PyYaml with Aliases and Anchors

I didn’t know this little tidbit until yesterday and want to get it posted so I can refer to it later.

I have this YAML config file that’s kinda long and has a lot of duplication in it. This isn’t what I’m working on, but let’s just say that you have a bunch of backup targets defined in your YAML config file, and your program rocks because each backup target can be defined to go to a different destination. Awesome, right?

Well, it might be, but it might also just make your YAML config file grotesque (and error-prone).
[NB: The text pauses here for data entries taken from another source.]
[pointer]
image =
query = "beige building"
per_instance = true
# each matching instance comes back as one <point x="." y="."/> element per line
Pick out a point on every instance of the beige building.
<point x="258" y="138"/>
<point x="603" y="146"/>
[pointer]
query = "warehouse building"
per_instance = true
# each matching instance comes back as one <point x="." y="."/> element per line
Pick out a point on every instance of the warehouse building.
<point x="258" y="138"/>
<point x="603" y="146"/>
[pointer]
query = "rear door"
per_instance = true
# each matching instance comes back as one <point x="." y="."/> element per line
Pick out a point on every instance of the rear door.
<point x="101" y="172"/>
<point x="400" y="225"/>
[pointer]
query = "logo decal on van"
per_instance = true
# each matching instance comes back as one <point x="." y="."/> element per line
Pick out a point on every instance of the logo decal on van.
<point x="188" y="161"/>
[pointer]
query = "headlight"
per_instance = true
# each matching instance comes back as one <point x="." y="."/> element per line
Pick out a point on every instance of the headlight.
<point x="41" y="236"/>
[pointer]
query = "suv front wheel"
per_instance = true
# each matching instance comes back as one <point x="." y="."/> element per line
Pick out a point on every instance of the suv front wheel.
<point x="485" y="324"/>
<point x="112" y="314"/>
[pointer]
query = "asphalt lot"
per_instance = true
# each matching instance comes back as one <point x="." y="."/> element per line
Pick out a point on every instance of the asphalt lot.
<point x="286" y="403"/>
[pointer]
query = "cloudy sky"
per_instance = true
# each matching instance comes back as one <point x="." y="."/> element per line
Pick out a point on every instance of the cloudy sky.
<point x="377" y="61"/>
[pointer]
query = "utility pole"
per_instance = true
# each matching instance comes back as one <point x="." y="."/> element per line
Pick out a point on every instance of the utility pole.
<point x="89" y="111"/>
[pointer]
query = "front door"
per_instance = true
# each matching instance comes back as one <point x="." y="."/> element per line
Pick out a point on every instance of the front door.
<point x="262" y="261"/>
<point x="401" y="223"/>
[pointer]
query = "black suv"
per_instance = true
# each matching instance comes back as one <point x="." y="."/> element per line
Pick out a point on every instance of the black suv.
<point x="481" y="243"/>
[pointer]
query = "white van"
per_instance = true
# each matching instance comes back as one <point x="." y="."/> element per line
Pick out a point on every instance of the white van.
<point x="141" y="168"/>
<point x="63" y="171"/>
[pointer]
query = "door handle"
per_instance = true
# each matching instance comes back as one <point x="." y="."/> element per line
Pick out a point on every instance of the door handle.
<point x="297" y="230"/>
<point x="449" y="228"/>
Here’s an example:

Backups:
    Home_Jonesy:
        host: foo
        dir: /Users/jonesy
        protocol: ssh
        keyloc: ~/.ssh/id_rsa.pub
        Destination:
            host: bar
            dir: /mnt/array23/homes/jonesy
            check_space: true
            min_space: 80G
            num_archives: 4
            compress: bzip2
    Home_Molly:
        host: eggs
        dir: /Users/molly
        protocol: sftp
        keyloc: ~/.ssh/id_rsa.pub
        Destination:
            host: bar
            dir: /mnt/array23/homes/jonesy
            check_space: true
            min_space: 80G
            num_archives: 4
            compress: bzip2

Now with two backups, this isn’t so bad. But if your environment has 100 backup targets and only one destination, or…. heck — even if there are three destinations — should you have to write out the definition of those same three destinations for each of 100 backup targets? What if you need to change how one of the destinations is connected to, or the name of a destination changes, or array23 dies?

Ideally, you’d be able to reference the same definition in as many places as you need it and have things “just work”, and if something needs to change, you just change it in one place. Enter anchors and aliases.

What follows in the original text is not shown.